The Voting Booth is a 2020 young adult novel by Brandy Colbert about two 18-year-olds on their first election day as registered voters.

== Plot ==
The Voting Booth centers the perspectives of two young adults, Marva Sheridan and Duke Crenshaw, who do not initially know one another. Marva, who is Black, spends her free time helping other register to vote and is excited for her first opportunity to vote, even after she learns that her white boyfriend, Alec, has decided not to vote as a protest against the two-party system. Duke, who is mixed race, feels the need to vote given his late brother Julian's political activism but is more excited about playing for his band's first paying gig. On the day of the election, Marva sees Duke turned away from the polling place. Marva's social justice instincts kick in, and the two make it their goal to help Duke discern his voter registration issues. Throughout the day, they "discuss race ..., privilege ..., and their different family dynamics", and turn from strangers to something more as "Duke falls hard for passionate, driven Marva, and she begins to appreciate his laid-back charm".

== Reception ==
The Voting Booth received starred reviews from Booklist, Kirkus Reviews, and Publishers Weekly.

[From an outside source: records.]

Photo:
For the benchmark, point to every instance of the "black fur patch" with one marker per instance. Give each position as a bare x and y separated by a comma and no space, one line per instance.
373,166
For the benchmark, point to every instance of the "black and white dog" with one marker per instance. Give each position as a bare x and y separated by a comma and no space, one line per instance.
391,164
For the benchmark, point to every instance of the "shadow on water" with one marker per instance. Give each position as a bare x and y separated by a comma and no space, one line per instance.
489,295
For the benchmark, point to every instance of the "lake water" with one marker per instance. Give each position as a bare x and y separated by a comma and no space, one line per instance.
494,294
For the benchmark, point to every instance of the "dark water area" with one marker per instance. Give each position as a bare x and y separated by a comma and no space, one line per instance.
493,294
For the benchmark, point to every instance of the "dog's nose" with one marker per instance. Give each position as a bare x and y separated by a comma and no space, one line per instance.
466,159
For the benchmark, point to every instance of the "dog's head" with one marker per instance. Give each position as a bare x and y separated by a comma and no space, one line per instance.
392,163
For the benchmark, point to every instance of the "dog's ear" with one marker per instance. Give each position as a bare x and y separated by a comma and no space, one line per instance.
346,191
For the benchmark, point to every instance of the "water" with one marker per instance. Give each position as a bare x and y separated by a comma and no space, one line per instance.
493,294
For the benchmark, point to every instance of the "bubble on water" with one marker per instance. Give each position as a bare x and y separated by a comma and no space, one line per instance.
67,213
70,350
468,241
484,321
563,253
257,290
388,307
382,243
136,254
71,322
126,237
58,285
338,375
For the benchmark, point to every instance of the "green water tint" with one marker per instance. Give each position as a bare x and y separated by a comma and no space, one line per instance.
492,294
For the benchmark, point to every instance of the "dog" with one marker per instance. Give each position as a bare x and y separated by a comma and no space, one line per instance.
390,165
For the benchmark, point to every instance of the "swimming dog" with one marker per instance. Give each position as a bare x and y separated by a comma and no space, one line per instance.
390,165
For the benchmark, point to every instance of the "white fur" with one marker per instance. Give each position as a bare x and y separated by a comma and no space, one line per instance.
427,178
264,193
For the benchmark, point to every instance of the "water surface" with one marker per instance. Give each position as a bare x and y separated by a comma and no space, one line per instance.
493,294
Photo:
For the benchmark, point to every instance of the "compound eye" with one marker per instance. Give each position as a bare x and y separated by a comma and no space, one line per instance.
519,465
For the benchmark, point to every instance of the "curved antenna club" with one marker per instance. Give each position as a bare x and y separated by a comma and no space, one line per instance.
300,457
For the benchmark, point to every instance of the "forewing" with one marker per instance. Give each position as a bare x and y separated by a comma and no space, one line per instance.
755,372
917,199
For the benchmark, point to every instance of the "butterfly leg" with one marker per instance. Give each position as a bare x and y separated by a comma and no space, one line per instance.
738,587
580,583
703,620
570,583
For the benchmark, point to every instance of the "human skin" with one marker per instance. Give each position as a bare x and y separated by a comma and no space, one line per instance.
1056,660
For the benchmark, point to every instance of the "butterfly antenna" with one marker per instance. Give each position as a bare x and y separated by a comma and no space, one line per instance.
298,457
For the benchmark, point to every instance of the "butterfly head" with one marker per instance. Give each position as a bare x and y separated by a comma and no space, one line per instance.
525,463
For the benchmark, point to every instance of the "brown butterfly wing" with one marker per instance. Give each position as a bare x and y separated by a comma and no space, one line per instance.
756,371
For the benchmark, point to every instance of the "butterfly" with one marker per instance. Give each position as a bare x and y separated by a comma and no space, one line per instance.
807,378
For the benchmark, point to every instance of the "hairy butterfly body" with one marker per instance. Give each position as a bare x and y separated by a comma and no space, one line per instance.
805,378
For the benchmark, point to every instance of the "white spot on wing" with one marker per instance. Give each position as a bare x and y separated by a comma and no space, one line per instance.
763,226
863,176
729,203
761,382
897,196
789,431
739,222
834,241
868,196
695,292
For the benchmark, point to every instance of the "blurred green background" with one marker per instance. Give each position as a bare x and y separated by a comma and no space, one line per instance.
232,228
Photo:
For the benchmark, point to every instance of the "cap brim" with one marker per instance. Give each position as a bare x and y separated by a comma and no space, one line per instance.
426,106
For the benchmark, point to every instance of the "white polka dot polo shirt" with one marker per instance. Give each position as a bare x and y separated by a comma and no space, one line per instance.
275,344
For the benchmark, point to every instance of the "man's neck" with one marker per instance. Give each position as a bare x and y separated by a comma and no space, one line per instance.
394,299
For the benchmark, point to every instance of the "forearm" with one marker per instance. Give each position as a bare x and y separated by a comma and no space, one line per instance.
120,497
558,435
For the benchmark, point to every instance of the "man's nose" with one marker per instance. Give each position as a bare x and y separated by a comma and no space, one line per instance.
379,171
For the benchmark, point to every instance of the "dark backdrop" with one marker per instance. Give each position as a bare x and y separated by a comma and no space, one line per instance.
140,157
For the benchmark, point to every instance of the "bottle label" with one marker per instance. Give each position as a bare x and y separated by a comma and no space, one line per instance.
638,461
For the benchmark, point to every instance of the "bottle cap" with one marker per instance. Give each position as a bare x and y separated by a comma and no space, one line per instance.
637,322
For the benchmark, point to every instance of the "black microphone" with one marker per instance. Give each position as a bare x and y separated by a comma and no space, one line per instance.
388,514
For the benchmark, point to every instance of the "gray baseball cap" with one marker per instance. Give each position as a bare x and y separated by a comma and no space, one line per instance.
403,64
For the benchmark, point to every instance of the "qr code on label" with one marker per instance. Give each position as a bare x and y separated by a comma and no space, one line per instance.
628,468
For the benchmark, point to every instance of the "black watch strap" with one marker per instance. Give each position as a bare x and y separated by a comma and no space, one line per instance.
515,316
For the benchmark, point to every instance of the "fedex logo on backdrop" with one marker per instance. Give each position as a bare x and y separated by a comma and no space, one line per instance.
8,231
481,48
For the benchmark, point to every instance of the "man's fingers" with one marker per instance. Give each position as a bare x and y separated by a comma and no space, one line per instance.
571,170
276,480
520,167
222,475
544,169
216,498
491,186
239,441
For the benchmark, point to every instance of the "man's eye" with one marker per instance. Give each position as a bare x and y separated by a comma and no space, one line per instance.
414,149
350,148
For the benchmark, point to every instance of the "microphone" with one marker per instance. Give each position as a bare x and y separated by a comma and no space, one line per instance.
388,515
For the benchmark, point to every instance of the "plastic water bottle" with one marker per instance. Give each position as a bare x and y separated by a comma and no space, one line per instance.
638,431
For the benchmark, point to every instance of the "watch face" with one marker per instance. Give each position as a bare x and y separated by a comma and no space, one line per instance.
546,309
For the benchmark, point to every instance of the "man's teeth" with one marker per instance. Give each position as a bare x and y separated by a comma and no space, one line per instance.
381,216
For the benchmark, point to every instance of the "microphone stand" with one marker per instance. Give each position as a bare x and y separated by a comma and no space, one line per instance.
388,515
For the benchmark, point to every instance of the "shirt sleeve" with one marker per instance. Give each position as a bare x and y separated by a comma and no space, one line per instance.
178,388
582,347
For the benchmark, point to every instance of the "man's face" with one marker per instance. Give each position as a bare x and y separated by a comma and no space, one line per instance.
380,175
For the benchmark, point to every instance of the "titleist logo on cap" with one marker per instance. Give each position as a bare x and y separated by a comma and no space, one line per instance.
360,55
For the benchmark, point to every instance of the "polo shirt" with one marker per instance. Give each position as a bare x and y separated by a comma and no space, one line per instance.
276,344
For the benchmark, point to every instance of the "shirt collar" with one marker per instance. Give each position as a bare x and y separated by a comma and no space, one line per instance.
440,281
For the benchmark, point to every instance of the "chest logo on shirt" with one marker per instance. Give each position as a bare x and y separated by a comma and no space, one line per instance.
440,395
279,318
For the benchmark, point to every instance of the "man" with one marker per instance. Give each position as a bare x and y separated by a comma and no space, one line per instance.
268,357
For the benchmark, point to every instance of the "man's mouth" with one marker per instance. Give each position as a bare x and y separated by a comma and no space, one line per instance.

On behalf of Shelf Awareness, Jaclyn Fulwood described The Voting Booth as a "sweet, politically minded YA romance".

According to Booklist's Maggie Reagan, the book's alternating perspectives allow Colbert to "warmly and appealingly [address] issues that many teens, especially those considering how their own first vote may play out, are facing". Publishers Weekly similarly highlighted how Colbert "aptly discusses matters of civil disobedience and social justice—including police brutality and voter suppression—without sacrificing the delicate, lighthearted relationship at the story’s center". Kirkus Reviews praised Colbert for how she "skillfully manages both serious and playful elements throughout the novel". Beyond the political element, Fulwood highlighted how "Colbert gently but thoroughly addresses the strain of grief, the relief of having someone to lean on and the importance of involvement even in an imperfect system". Writing for The New York Times, American young adult novelist Nicola Yoon noted that "in less skilled hands", the book's "premise could easily have become didactic", but found that "Colbert is deft at making the political feel truly personal".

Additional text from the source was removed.